Linux io-uring development
 help / color / mirror / Atom feed
From: Pavel Begunkov <asml.silence@gmail.com>
To: Bernd Schubert <bernd.schubert@fastmail.fm>,
	Miklos Szeredi <miklos@szeredi.hu>,
	Ming Lei <tom.leiming@gmail.com>
Cc: Jens Axboe <axboe@kernel.dk>,
	io-uring@vger.kernel.org, Joanne Koong <joannelkoong@gmail.com>,
	Josef Bacik <josef@toxicpanda.com>
Subject: Re: Large CQE for fuse headers
Date: Mon, 14 Oct 2024 18:48:13 +0100	[thread overview]
Message-ID: <74b0e140-f79d-4a89-a83a-77334f739c92@gmail.com> (raw)
In-Reply-To: <24ee0d07-47cc-4dcb-bdca-2123f38d7219@fastmail.fm>

On 10/14/24 16:21, Bernd Schubert wrote:
> On 10/14/24 15:34, Pavel Begunkov wrote:
>> On 10/14/24 13:47, Bernd Schubert wrote:
>>> On 10/14/24 13:10, Miklos Szeredi wrote:
>>>> On Mon, 14 Oct 2024 at 04:44, Ming Lei <tom.leiming@gmail.com> wrote:
>>>>
>>>>> It also depends on how fuse user code consumes the big CQE payload, if
>>>>> fuse header needs to keep in memory a bit long, you may have to copy it
>>>>> somewhere for post-processing since io_uring(kernel) needs CQE to be
>>>>> returned back asap.
>>>>
>>>> Yes.
>>>>
>>>> I'm not quite sure how the libfuse interface will work to accommodate
>>>> this.  Currently if the server needs to delay the processing of a
>>>> request it would have to copy all arguments, since validity will not
>>>> be guaranteed after the callback returns.  With the io_uring
>>>> infrastructure the headers would need to be copied, but the data
>>>> buffer would be per-request and would not need copying.  This is
>>>> relaxing a requirement so existing servers would continue to work
>>>> fine, but would not be able to take full advantage of the multi-buffer
>>>> design.
>>>>
>>>> Bernd do you have an idea how this would work?
>>>
>>> I assume returning a CQE is io_uring_cq_advance()?
>>
>> Yes
>>
>>> In my current libfuse io_uring branch that only happens when
>>> all CQEs have been processed.

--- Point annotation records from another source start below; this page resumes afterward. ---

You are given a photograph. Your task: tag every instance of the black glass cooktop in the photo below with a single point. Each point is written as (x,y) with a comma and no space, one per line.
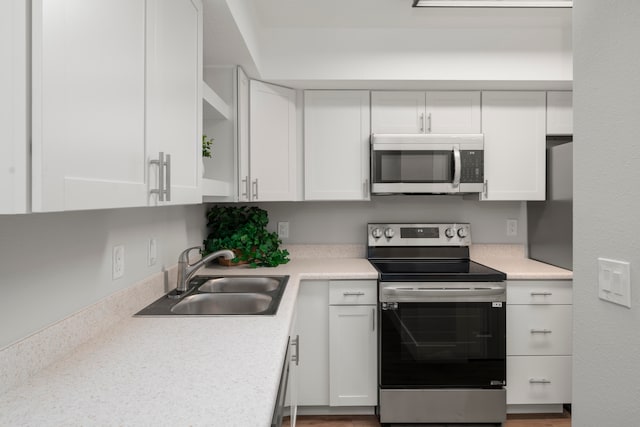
(436,270)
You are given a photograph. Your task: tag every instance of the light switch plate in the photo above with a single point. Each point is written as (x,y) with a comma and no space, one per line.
(614,281)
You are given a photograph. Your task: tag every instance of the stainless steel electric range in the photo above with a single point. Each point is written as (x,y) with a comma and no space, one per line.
(442,338)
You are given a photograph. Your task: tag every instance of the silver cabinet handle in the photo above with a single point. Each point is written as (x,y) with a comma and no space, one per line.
(255,189)
(457,166)
(245,183)
(539,381)
(296,356)
(160,191)
(167,188)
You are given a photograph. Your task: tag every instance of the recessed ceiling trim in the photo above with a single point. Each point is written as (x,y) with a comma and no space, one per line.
(492,3)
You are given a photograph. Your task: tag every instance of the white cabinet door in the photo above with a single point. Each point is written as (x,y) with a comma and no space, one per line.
(14,87)
(312,327)
(453,112)
(88,104)
(398,112)
(272,135)
(425,112)
(174,96)
(336,145)
(244,182)
(560,113)
(353,355)
(514,130)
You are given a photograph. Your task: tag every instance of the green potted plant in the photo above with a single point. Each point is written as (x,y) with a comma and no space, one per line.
(243,230)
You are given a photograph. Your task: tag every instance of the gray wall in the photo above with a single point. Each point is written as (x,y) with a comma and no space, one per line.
(346,222)
(54,264)
(606,374)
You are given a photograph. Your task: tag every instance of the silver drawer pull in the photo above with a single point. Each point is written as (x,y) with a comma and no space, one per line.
(539,381)
(540,331)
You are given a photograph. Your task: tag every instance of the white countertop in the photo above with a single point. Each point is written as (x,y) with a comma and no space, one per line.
(214,371)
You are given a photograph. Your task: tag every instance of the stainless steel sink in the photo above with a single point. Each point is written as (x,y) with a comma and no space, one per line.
(240,284)
(222,296)
(210,304)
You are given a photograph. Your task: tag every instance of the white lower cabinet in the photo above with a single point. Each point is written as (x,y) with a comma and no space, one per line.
(539,345)
(337,325)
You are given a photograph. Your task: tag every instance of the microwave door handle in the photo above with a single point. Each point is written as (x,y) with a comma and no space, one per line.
(457,166)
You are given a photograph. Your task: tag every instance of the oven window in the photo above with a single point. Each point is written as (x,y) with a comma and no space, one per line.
(413,166)
(443,344)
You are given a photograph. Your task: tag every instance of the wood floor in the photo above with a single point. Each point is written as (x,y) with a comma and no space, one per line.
(524,420)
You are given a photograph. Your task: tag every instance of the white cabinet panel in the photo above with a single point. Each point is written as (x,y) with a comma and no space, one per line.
(560,113)
(312,326)
(398,112)
(539,292)
(425,112)
(272,135)
(114,83)
(539,330)
(453,112)
(538,380)
(514,130)
(88,104)
(14,104)
(353,360)
(174,94)
(336,141)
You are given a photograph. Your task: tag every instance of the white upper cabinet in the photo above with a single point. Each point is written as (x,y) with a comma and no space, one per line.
(14,104)
(513,124)
(560,113)
(336,145)
(272,139)
(425,112)
(92,145)
(174,96)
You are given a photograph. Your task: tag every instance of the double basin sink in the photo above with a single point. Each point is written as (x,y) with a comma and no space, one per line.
(223,295)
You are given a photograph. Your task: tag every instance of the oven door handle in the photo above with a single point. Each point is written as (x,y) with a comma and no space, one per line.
(442,292)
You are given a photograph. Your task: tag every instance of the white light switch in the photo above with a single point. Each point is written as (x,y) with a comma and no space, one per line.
(614,281)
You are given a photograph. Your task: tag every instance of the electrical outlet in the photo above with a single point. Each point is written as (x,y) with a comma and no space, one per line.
(152,252)
(117,264)
(283,230)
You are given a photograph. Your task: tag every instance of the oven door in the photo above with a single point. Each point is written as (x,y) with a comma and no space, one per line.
(442,344)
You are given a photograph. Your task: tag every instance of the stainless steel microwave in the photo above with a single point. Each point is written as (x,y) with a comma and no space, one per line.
(427,163)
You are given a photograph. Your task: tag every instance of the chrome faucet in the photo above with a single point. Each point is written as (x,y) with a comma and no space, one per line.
(186,270)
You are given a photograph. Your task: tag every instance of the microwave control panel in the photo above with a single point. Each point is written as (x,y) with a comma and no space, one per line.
(472,162)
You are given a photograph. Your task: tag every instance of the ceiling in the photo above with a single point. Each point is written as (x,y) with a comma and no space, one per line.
(266,37)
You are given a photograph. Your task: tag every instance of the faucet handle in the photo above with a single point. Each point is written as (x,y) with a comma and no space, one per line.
(184,255)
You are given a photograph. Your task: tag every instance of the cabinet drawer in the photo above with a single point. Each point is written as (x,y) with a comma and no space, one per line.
(538,379)
(539,292)
(539,330)
(353,292)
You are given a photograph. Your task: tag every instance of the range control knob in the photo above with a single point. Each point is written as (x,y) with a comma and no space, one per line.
(450,233)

We could also easily switch to
>>> io_uring_cqe_seen() to do it per CQE.
>>
>> Either that one.
>>
>>> I don't understand why we need to return CQEs asap, assuming CQ
>>> ring size is the same as SQ ring size - why does it matter?
>>
>> The SQE is consumed once the request is issued, but nothing
>> prevents the user to keep the QD larger than the SQ size,
>> e.g. do M syscalls each ending N requests and then wait for

typo, Sending or queueing N requests. In other words it's
perfectly legal to:

It's perfectly legal to:

ring = create_ring(nr_cqes=N);
for (i = 0 .. M) {
	for (i = 0..N)
		prep_sqe();
	submit_all_sqes();
}
wait(nr=N * M);


With a caveat that the wait can't complete more than the
CQ size, but you can even add a loop atop of the wait.

while (nr_inflight_cqes) {
	wait(nr = min(CQ_size, nr_inflight_cqes);
	process_cqes();
}

Or do something more elaborate, often frameworks allow
to push any number of requests not caring too much about
exactly matching queue sizes apart from sizing them for
performance reasons.

>> N * M completions.
>>
> 
> I need a bit help to understand this. Do you mean that in typical
> io-uring usage SQEs get submitted, already released in kernel

Typical or not, but the number of requests in flight is not
limited by the size of the SQ, it only limits how many
requests you can queue per syscall, i.e. per io_uring_submit().


> and then users submit even more SQEs? And that creates a
> kernel queue depth for completion?
> I guess as long as libfuse does not expose the ring we don't have
> that issue. But then yeah, exposing the ring to fuse-server/daemon
> is planned...

Could be, for example you don't need to care about overflows
at all if the CQ size is always larger than the number of
requests in flight. Perhaps the simplest example:

prep_requests(nr=N);
wait_cq(nr=N);
process_cqes(nr=N);

>>> If we indeed need to return the CQE before processing the request,
>>> it indeed would be better to have a 2nd memory buffer associated with
>>> the fuse request.
>>
>> With that said, the usual problem is to size the CQ so that it
>> (almost) never overflows, otherwise it hurts performance. With
>> DEFER_TASKRUN you can delay returning CQEs to the kernel until
>> the next time you wait for completions, i.e. do io_uring waiting
>> syscall. Without the flag, CQEs may come asynchronously to the
>> user, so need a bit more consideration.
>>
> 
> Current libfuse code has it disabled IORING_SETUP_SINGLE_ISSUER,
> IORING_SETUP_DEFER_TASKRUN, IORING_SETUP_TASKRUN_FLAG and
> IORING_SETUP_COOP_TASKRUN as these are somehow slowing down
> things.

Those flags are not a requirement, you can try to size the
CQ so that overflows are rare, it's just a bit easier to do
with DEFER_TASKRUN.

> Not sure if this thread is optimal to discuss this. I would
> also first like to sort out all the other design topics before
> going into fine-tuning...

-- 
Pavel Begunkov

  reply	other threads:[~2024-10-14 17:47 UTC|newest]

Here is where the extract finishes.